Michael Loftus, who is totally Dave Chappelle, cocaine-using-era Robin Williams, 1960s Bob Newhart, and Chris Rock all rolled into one, BOOYA, is hosting some new horrorshow called “The Flipside” for all you conservatives that feel left out of pop culture because it doesn’t spend enough time bashing the poors and the gays.

There’s a hard-hitting bro-sounding musical intro courtesy of the Foo Fighters’ “Monkey Wrench.” We’d like to think that the Foos licensed this song to these comedic geniuses as a sly joke of their own, given that the Foo Fighters are notorious Obama-lovin’ liberals.

There’s some dudes, one of whom is the superstar writer Loftus, sporting writing credits such as “Outsourced,” “The George Lopez Show,” and some show on TruTV, which is like HBO for the wacky legal news set, which we all know is a HUGE segment of American comedy.


There’s another dude, Jason Mattera, who rocks the outdated spiky hair and unattractive button-down that usually characterizes a Christian teen youth group leader.


The first time through the trailer we thought he was the same guy as Loftus, because all those dudes look alike.

There’s also Larry Elder, who we will bet dollars to doughnuts, whatever that means, is there to shill his books.

Finally, there’s a set with many hubcaps and old signs and other assorted faux-castoff items that make it look like they filmed the thing inside an Applebee’s.

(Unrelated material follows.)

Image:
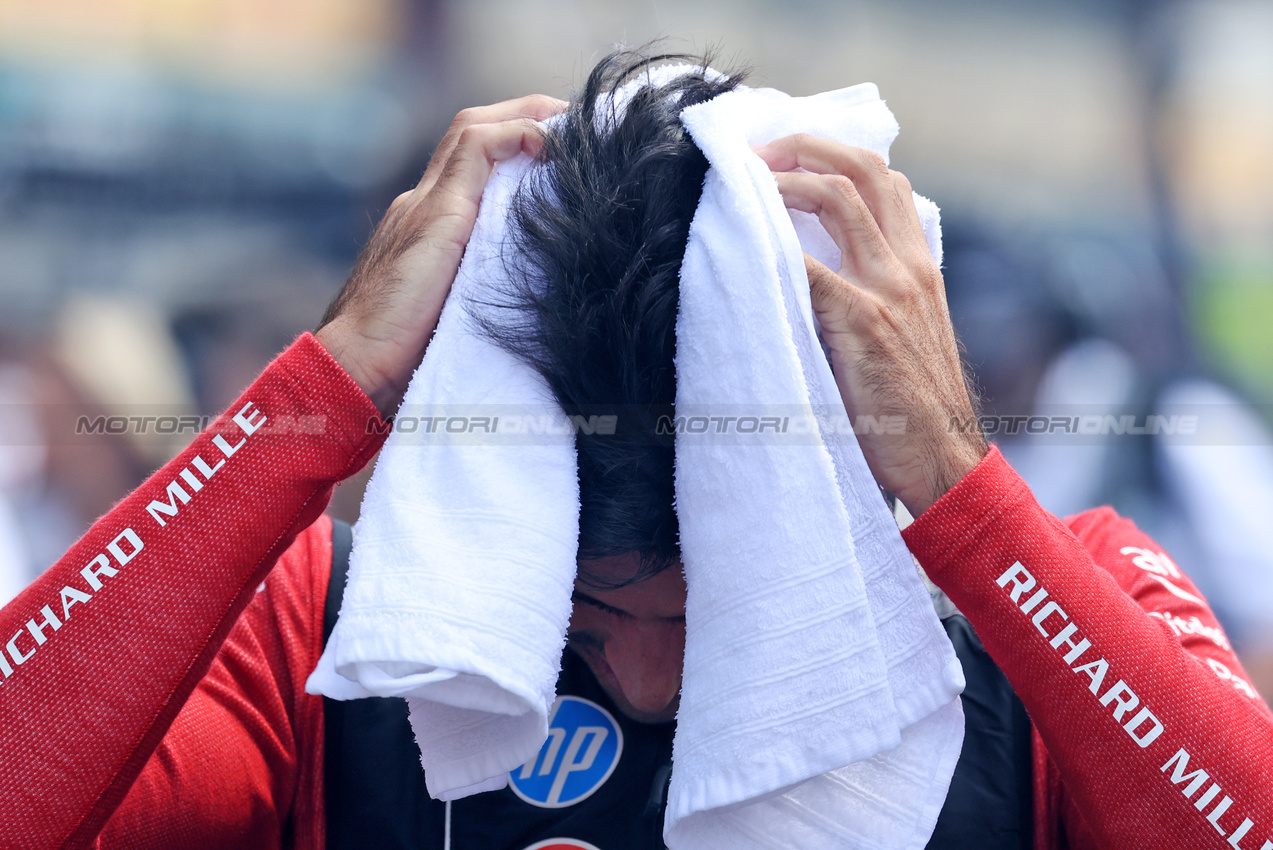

With that heavy-hitting lineup of talent, the show is sure to be funny. HAHA of course it is not funny. We set out to watch the entire 30-minute premiere, but it was like the Bataan Death March of unfunny, and we had to give up. We did make it through the five-minute trailer, though, which is probably more than you’ll manage.

This is “comedy” for the perpetually aggrieved. A complete liveblog of the trailer:

Los Angeles cries out for Michael Loftus’ unique brand of conservohumor, but only in secret, because they are afraid of the mainstream media. Because of this, we need a multiplicity of voices in comedy so that the consumer can choose. Ummm, guys? You keep trying those conservative comedy shows, and no one watches them. Free market, bitches. FREE MARKET. Har har, Harrison Ford wears his wife’s earrings because Harrison Ford is like a wussy lady liberal. Liberals are rich kids that hang out in Occupy tents with iPads. Liberals are all poor stupid people that cannot afford car insurance. Liberals drink frou frou fancy coffee drinks and talk like a weird cross of gay, valley, and surfer. The government is the problem.

See? Your sides are probably literally splitting with laughter, spilling blood all over the floor as you beg for comedy mercy. Don’t just give these guys a show. Give them ALL the shows!

Seriously, right-wing comedy people, when will you learn that it is just not funny when you punch down? Having a bunch of not-poor guys sit around and mock the poor for the awesome funniness of being poor does not make for incisive comedy. An utter lack of humility or self-reflection does not make for funny.


Let’s make a pact to never speak of this thing again until it slips beneath a tide of bad ratings approximately six weeks in, at which point we will pour one out for the repeated death of conservative comedy.